Anemia during cardiopulmonary bypass (CPB) is strongly associated with acute kidney injury in clinical studies; however, reversal of anemia with red blood cell (RBC) transfusions is associated with further renal injury. To understand this paradox, we evaluated the effects of reversal of anemia during CPB with allogenic RBC transfusion in a novel large-animal model of post-cardiac surgery acute kidney injury with significant homology to that observed in cardiac surgery patients. Adult pigs undergoing general anesthesia were allocated to a Sham procedure, CPB alone, Sham+RBC transfusion, or CPB+RBC transfusion, with recovery and reassessment at 24 h. CPB was associated with dilutional anemia and caused acute kidney injury in swine characterized by renal endothelial dysfunction, loss of nitric oxide (NO) bioavailability, vasoconstriction, medullary hypoxia, cortical ATP depletion, glomerular sequestration of activated platelets and inflammatory cells, and proximal tubule epithelial cell stress. RBC transfusion in the absence of CPB also resulted in renal injury. This was characterized by endothelial injury, microvascular endothelial dysfunction, platelet activation, and equivalent cortical tubular epithelial phenotypic changes to those observed in CPB pigs, but occurred in the absence of severe intrarenal vasoconstriction, ATP depletion, or reductions in creatinine clearance. In contrast, reversal of anemia during CPB with RBC transfusion prevented the reductions in creatinine clearance, loss of NO bioavailability, platelet activation, inflammation, and epithelial cell injury attributable to CPB although it did not prevent the development of significant intrarenal vasoconstriction and endothelial dysfunction. In conclusion, contrary to the findings of observational studies in cardiac surgery, RBC transfusion during CPB protects pigs against acute kidney injury. Our study underlines the need for translational research into indications for transfusion and prevention strategies for acute kidney injury.

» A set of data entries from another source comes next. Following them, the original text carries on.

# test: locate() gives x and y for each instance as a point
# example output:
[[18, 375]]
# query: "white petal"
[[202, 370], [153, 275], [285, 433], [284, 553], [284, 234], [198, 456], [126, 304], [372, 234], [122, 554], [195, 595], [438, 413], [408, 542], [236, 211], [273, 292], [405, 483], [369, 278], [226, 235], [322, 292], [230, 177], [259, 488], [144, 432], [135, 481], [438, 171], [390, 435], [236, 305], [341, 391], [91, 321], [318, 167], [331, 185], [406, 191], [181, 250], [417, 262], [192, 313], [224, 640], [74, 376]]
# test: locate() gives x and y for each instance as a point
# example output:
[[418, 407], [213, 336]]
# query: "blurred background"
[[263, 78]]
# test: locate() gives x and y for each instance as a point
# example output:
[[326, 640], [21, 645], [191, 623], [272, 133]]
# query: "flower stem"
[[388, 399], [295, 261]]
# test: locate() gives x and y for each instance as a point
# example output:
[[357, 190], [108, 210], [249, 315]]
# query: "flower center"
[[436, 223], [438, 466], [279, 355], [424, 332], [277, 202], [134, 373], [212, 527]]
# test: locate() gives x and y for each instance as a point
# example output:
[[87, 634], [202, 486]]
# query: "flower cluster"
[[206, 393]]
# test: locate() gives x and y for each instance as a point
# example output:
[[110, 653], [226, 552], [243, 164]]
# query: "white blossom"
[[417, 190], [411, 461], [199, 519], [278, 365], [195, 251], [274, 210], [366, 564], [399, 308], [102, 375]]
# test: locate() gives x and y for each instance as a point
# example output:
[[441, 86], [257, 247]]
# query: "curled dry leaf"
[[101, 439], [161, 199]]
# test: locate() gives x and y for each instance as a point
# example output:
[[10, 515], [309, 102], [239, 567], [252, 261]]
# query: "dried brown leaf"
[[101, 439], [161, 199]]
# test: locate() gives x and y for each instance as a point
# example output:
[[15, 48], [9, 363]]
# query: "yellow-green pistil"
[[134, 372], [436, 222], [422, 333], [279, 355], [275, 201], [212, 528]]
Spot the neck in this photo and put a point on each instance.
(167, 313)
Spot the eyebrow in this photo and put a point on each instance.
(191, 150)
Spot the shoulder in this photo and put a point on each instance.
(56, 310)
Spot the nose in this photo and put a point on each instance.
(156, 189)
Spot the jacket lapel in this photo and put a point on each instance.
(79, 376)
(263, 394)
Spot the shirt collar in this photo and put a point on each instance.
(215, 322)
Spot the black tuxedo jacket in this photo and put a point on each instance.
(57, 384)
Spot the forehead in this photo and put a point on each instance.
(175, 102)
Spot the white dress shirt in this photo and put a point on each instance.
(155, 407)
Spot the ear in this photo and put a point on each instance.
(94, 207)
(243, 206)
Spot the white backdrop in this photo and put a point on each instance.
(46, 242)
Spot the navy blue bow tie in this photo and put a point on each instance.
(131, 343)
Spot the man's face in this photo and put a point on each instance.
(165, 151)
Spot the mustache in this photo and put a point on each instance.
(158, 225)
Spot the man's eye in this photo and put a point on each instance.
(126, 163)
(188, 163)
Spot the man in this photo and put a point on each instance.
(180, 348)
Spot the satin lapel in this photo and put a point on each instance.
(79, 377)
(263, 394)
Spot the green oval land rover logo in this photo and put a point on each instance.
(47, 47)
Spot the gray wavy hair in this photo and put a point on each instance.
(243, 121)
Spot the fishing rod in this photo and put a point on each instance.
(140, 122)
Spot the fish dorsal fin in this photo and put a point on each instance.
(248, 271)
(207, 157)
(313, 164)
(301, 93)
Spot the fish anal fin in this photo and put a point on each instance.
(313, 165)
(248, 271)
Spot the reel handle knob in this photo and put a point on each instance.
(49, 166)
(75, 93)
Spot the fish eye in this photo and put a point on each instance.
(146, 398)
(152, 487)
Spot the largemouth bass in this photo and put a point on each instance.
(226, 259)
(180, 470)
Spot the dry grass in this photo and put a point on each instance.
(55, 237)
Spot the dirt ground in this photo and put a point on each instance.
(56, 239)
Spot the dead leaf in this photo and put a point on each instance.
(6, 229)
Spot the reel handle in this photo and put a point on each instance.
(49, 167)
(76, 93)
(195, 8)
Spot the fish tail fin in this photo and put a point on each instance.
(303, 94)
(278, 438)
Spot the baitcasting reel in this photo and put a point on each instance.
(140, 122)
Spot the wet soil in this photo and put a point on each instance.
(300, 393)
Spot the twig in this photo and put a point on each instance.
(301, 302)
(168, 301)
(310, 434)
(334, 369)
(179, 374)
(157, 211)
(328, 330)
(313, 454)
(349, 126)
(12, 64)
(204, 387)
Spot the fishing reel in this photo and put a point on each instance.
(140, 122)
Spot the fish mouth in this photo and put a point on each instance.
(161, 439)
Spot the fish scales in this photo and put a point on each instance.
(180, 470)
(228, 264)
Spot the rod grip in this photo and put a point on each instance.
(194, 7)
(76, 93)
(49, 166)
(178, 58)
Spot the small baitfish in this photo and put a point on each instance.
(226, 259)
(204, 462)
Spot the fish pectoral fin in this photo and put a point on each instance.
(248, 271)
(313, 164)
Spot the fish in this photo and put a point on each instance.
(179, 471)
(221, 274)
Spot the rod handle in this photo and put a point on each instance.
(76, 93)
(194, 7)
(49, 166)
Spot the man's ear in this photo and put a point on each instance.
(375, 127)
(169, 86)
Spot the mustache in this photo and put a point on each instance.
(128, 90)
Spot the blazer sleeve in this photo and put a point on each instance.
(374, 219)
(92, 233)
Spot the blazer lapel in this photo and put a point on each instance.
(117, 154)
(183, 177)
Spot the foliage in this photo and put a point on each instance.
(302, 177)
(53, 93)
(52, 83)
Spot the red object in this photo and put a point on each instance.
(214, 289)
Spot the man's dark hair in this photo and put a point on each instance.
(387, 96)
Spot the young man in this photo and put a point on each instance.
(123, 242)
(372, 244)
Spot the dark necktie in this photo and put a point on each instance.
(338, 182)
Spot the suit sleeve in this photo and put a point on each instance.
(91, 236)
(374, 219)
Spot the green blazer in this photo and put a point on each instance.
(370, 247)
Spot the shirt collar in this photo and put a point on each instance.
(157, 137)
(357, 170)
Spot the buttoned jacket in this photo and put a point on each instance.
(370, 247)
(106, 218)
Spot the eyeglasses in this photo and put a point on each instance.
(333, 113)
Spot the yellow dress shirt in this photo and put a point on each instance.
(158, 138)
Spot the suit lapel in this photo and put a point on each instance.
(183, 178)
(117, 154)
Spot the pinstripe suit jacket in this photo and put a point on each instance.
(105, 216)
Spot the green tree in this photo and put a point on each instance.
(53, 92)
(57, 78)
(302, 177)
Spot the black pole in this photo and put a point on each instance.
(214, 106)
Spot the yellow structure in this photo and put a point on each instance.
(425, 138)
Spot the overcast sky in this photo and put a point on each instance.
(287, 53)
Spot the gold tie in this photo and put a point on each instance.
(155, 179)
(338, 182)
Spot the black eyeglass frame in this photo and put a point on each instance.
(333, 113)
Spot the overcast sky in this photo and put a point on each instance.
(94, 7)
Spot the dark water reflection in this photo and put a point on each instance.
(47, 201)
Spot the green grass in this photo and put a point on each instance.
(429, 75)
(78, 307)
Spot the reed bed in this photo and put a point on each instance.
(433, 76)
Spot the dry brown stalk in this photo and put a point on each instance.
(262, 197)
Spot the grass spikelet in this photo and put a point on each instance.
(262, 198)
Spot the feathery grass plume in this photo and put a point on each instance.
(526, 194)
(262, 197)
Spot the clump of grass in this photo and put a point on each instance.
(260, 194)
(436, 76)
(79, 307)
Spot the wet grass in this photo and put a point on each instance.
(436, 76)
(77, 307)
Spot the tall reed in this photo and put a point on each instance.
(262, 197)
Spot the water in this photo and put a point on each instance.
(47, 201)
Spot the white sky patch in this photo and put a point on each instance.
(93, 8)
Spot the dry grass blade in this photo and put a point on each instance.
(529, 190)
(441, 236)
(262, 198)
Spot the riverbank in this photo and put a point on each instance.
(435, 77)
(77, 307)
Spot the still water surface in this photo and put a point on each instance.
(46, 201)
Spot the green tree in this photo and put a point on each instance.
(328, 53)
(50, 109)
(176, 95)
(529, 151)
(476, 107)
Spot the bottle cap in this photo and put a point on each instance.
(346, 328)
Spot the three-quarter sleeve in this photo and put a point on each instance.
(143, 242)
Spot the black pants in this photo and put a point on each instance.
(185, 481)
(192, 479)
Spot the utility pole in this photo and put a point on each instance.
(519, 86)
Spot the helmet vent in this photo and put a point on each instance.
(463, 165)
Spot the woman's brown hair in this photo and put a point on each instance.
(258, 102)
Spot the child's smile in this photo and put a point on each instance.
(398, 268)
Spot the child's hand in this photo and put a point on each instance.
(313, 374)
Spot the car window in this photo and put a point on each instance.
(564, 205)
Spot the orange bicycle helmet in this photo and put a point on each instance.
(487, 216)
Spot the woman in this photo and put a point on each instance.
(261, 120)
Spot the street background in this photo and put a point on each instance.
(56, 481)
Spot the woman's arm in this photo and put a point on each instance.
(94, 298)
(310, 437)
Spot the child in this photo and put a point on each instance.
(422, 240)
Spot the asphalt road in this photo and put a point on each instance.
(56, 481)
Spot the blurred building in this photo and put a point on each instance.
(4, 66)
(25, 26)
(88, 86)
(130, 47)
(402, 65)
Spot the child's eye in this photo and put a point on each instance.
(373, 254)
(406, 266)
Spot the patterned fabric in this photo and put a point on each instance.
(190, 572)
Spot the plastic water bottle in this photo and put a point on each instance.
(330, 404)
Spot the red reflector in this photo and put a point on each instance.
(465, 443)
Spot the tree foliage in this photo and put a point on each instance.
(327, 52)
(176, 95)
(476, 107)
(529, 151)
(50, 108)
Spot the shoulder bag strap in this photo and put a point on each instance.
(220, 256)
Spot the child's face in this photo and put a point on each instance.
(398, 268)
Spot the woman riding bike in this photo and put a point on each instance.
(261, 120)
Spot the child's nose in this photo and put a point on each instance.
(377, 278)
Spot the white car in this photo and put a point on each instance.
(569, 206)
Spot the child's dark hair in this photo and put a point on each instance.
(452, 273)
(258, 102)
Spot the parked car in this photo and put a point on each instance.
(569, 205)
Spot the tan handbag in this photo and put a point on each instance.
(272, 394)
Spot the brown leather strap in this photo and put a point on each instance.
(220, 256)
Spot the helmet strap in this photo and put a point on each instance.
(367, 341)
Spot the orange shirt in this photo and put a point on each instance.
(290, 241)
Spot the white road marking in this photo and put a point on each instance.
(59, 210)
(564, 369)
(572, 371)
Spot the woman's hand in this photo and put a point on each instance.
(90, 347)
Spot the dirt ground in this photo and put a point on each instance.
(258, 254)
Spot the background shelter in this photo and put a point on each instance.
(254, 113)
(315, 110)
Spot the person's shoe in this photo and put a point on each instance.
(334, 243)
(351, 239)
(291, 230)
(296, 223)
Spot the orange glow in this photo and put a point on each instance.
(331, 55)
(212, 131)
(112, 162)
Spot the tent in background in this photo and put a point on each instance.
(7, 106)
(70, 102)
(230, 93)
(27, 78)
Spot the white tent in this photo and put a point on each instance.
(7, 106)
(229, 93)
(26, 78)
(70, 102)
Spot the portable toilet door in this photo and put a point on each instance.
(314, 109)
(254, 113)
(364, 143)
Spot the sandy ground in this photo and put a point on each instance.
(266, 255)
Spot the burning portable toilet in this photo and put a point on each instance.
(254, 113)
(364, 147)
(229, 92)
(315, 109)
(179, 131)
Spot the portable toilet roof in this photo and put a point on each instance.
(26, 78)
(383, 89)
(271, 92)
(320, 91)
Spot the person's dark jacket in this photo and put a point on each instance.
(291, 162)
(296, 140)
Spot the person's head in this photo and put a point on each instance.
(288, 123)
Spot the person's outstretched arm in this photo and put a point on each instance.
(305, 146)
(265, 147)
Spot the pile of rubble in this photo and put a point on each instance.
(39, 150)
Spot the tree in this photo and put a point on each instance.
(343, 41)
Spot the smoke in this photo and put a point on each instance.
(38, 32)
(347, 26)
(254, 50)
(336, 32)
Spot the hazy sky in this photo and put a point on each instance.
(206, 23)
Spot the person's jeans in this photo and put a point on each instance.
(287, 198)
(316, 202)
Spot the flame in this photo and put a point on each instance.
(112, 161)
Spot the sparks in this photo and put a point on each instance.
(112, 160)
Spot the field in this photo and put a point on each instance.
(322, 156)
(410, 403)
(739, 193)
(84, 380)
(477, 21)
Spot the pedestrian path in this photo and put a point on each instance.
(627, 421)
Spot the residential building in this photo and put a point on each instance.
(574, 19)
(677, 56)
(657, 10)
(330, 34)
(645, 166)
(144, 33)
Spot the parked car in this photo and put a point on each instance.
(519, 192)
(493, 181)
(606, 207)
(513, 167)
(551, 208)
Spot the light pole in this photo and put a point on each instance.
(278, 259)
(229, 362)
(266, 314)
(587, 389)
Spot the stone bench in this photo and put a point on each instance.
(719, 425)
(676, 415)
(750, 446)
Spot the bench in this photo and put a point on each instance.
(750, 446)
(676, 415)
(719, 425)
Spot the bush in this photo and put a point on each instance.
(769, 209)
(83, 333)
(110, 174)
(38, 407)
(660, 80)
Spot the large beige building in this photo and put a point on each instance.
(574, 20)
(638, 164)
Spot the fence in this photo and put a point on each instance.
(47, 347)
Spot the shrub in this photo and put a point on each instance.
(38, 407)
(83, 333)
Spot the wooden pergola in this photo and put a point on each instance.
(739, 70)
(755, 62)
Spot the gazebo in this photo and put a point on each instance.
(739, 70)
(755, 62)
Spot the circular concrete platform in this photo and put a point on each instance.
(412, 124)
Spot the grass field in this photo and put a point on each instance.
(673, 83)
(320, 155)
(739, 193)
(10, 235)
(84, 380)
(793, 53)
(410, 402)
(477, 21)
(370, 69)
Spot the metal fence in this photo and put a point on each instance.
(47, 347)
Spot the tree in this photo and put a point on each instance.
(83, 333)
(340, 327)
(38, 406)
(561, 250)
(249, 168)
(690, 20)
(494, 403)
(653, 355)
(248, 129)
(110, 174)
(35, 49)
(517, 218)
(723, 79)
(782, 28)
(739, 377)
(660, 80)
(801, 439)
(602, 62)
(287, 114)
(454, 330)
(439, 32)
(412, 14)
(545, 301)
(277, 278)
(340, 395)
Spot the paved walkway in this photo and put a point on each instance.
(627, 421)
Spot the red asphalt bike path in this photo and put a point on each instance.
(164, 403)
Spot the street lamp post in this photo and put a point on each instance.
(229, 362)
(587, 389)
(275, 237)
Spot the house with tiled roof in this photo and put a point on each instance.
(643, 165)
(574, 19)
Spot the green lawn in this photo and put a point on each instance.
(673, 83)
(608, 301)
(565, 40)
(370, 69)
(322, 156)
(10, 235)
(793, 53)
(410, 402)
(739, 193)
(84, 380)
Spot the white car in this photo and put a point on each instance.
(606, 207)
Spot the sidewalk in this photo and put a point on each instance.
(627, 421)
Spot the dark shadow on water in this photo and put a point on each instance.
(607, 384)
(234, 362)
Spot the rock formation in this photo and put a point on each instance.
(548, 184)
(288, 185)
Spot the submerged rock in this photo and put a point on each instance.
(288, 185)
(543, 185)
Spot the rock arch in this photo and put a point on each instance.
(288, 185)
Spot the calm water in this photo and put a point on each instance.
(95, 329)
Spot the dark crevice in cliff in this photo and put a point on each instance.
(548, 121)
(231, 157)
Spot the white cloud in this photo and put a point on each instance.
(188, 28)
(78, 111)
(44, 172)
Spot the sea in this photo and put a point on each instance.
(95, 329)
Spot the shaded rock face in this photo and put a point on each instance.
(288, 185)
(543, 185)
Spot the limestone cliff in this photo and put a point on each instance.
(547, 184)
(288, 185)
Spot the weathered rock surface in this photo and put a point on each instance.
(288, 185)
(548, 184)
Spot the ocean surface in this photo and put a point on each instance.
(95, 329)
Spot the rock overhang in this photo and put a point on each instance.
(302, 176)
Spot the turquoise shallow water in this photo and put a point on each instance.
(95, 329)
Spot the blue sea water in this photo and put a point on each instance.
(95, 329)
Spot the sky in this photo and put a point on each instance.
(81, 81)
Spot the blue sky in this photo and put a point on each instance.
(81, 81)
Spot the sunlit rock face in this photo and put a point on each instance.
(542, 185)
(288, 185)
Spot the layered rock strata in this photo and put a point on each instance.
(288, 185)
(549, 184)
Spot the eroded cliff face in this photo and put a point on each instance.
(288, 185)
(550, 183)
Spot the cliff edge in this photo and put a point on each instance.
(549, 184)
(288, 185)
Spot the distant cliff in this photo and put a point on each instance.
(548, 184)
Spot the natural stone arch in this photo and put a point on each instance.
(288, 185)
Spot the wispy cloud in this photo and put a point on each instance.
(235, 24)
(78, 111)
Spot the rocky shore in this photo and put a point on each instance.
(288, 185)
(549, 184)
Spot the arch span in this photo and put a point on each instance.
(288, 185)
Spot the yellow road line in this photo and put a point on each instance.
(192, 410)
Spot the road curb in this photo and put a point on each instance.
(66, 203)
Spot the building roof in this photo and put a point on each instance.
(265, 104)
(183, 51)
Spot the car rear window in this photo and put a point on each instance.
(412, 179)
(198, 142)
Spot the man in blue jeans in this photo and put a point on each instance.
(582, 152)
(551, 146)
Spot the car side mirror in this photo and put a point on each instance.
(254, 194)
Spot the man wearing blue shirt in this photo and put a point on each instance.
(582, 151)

体外循环期间的贫血与临床研究中的急性肾损伤密切相关;然而,用红细胞(RBC)输血来纠正贫血与进一步的肾损伤相关。为了理解这一悖论,我们在一种新的大型动物模型中评估了体外循环期间用异体 RBC 输血纠正贫血对心脏手术后急性肾损伤的影响,该模型与心脏手术患者中观察到的情况具有显著的同源性。接受全身麻醉的成年猪被分配到 Sham 手术、单独 CPB、Sham+RBC 输血或 CPB+RBC 输血组,在 24 小时时进行恢复和重新评估。CPB 会导致稀释性贫血,并导致猪的急性肾损伤,其特征是肾内皮功能障碍、一氧化氮(NO)生物利用度丧失、血管收缩、髓质缺氧、皮质 ATP 耗竭、肾小球激活血小板和炎症细胞的隔离以及近端肾小管上皮细胞应激。即使在没有 CPB 的情况下输血也会导致肾脏损伤。其特征是内皮损伤、微血管内皮功能障碍、血小板激活,以及与 CPB 猪中观察到的皮质管状上皮表型变化相当,但发生在严重的肾内血管收缩、ATP 耗竭或肌酐清除率降低的情况下。相反,在 CPB 期间用 RBC 输血纠正贫血可防止 CPB 引起的肌酐清除率降低、NO 生物利用度丧失、血小板激活、炎症和上皮细胞损伤,尽管它不能防止发生严重的肾内血管收缩和内皮功能障碍。总之,与心脏手术的观察性研究结果相反,CPB 期间输血可保护猪免受急性肾损伤。我们的研究强调了对输血适应证和急性肾损伤预防策略进行转化研究的必要性。